(ha collaborato Emanuele Bonini)
Bruxelles – L’Ungheria perde il ricorso. La Corte di giustizia dell’UE conferma la validità del voto del Parlamento che ha aperto la strada a possibili sanzioni in seno al Consiglio, tra cui l’eventuale sospensione del diritto di voto. “Nel calcolare i voti espressi in occasione dell’adozione della risoluzione stessa, giustamente il Parlamento ha escluso di prendere in considerazione le astensioni“, dicono i giudici di Lussemburgo.
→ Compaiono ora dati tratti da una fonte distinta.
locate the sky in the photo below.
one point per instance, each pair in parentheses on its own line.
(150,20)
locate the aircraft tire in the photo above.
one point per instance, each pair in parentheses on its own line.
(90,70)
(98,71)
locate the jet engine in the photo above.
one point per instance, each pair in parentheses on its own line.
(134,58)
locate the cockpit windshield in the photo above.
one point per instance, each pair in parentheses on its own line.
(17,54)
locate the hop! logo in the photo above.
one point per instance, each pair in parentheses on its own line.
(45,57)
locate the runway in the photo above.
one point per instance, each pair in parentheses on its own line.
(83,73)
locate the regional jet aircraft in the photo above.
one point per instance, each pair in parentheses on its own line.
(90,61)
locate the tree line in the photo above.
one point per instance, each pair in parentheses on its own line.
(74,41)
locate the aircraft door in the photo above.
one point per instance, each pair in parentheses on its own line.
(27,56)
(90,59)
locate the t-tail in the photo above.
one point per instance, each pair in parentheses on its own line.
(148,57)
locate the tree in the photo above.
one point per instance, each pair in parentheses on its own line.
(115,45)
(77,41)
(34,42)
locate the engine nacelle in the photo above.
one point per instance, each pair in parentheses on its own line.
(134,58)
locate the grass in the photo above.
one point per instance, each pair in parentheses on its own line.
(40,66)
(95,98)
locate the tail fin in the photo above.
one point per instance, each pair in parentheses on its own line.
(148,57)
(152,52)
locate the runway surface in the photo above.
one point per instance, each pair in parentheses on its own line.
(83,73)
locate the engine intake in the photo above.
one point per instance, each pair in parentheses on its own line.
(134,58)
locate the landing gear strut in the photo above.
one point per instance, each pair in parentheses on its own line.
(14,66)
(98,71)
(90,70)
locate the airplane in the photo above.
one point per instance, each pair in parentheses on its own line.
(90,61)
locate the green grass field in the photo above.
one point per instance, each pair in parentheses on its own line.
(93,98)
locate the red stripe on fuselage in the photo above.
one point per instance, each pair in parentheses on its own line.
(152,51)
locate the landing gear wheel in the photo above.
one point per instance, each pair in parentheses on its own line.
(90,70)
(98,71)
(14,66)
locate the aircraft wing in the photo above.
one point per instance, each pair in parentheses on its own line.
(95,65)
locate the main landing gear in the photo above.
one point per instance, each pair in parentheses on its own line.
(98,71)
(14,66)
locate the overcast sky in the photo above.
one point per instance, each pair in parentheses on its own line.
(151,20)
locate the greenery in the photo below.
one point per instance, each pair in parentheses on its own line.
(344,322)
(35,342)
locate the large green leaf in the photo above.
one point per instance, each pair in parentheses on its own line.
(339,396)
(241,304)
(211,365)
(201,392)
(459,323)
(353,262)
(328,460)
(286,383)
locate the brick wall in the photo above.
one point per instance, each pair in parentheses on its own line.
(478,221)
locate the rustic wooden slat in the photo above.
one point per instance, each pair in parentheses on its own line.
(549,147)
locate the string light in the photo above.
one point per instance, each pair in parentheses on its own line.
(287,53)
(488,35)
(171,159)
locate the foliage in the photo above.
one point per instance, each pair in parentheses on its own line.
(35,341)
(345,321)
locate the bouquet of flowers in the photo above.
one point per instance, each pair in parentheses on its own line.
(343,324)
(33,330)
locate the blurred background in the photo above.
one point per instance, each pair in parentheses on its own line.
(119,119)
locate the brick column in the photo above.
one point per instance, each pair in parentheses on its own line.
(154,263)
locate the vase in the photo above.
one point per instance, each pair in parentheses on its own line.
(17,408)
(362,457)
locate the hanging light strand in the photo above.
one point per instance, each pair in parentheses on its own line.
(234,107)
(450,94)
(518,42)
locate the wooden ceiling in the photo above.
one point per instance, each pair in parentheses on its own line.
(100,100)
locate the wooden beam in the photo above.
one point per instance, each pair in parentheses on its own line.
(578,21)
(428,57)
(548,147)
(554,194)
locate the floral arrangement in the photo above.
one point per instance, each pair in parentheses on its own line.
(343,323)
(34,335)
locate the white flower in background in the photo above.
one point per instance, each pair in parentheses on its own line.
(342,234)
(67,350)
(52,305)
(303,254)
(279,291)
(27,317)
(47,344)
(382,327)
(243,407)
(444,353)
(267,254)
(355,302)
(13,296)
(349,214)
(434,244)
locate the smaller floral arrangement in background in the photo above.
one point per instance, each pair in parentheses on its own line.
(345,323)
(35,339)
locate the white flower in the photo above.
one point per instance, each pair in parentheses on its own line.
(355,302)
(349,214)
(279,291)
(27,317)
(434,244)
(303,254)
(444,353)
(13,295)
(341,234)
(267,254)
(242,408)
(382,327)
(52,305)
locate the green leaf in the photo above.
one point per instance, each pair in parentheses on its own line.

E’ proprio sulla procedura di voto che il governo di Viktor Orban ha costruito la sua difesa contro il voto che condanna l’Ungheria per la violazione dello Stato di diritto. Il 12 settembre 2018, quando l’Eurocamera ha messo in stato d’accusa Orban per le sue politiche considerate lesive dei principi fondamentali dell’UE, le astensioni non vennero conteggiate, mentre l’Ungheria riteneva che dovessero essere aggiunte ai voti contrari.
La Corte di giustizia nella sua sentenza offre un’interpretazione delle regole. L’articolo 354 del Trattato sul funzionamento dell’UE, comma 4, che stabilisce che il Parlamento deve procedere a maggioranza dei due terzi dei suoi componenti per avviare procedure contro gli Stati membri in materia di Stato di diritto, “deve essere interpretata nel senso che esclude che siano prese in considerazione le astensioni“. Da questo ne deriva il respingimento del ricorso di Orban.
“Questa è soltanto la prima vittoria per lo Stato di diritto, non certo l’ultima”, commenta l’europarlamentare di Renew Europe, Sandro Gozi. “La nostra azione per il rispetto dello Stato di diritto continuerà, contro le gravi violazioni dei diritti fondamentali ma anche contro le ipocrisie grossolane e le inazioni di alcuni in Europa”. Anche un altro italiano del gruppo dei liberali europei, Nicola Danti, esulta. “E’ ora che il Consiglio dell’UE porti finalmente avanti la procedura dell’Articolo7” contro Budapest.
Anche i Verdi promettono battaglia. “La sentenza della Corte di giustizia europea è chiara: il Parlamento europeo aveva il diritto di attivare l’Articolo7 contro l’Ungheria”, commenta Gwendoline Delbos-Corfield. “Spetta ora al Consiglio agire e salvaguardare lo Stato di diritto. L’audizione di Ungheria e Polonia prevista per il 22 giugno sarà una cartina di tornasole”.
Anche dal PPE si mette pressione sugli Stati. “Con la decisione della Corte di giustizia è un buon giorno per lo Stato di diritto nell’UE”, sostiene Jeroen Lenaers. “Ora il Consiglio dovrebbe smettere di bloccare l’avvio della procedura Articolo7 in caso di violazione dei valori dell’UE”.